Alors que le sud du pays bouillonne, le gouvernement cherche des solutions pour faire face à la grogne. Après Ahmed Ouyahia qui a fustigé l’usage des émeutes, c’est autour du ministre de l’Energie, Mustapha Guitouni, de tenter d’apporter une réponse aux coupures endémiques de l’électricité dont se plaignent les habitants de la ville de Ouargla.

« Nous avons consenti à des investissements colossaux pour régler le problème de l’électricité dans les régions du Sud. La disponibilité de l’électricité n’est donc pas un problème », a indiqué le ministre, lundi à Alger. Mais, poursuit Guitouni, les températures que connait cette région « sont les plus élevées dans le monde ». Cela provoque, selon lui, des coupures de câbles.

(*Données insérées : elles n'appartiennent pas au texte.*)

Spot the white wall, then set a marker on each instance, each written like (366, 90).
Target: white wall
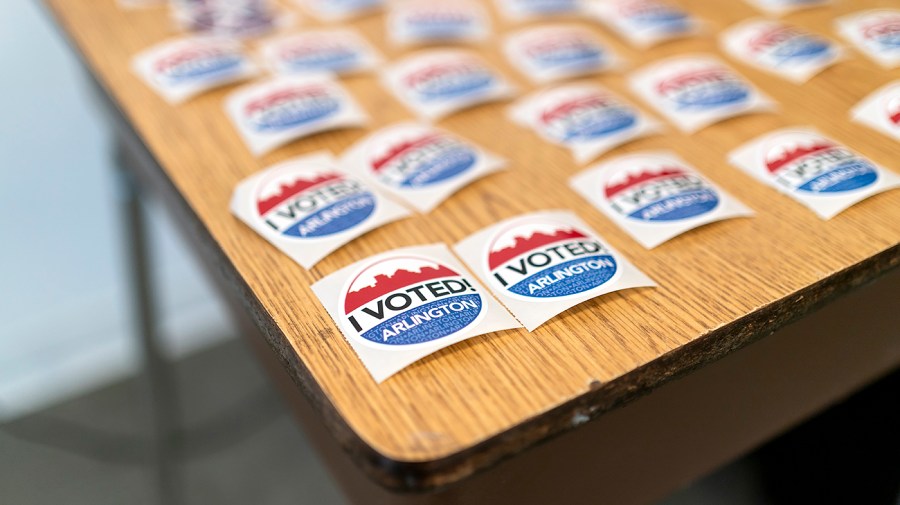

Mais « dès que nous constatons un problème, les agents de Sonelgaz interviennent et cela ne dure pas plus de 2 à 3 heures », a indiqué le ministre qui a rendu hommage aux salariés de la Sonelgaz.

La veille, le Premier ministre avait indiqué que les « émeutes ne sont pas la solution » contre le chômage qui « touchent toute l’Algérie ». Il dira la même chose des manifestations qui se sont déroulées à Djelfa en signe de protestation contre l’attitude passive des autorités suite au décès du Colonel Ahmed Bencherif. « Il y a eu des manquements, mais je ne pense pas que la famille de Bencherif ou le défunt lui-même aurait accepté cette anarchie », a indiqué le Premier-ministre.

Ces réponses gênées prouvent que le gouvernement n’a pas trop de solutions à proposer à une région qui persiste dans la contestation. Les foyers de protestation se multiplient et le gouvernement n’a pas de solution à proposer surtout que les fonds spéciaux créés pour les régions du Sud et les Hauts-Plateaux n’ont pas réussi à endiguer les écarts de développement qui existent entre les régions du Nord et les zones éloignées des montagnes et des régions sahariennes.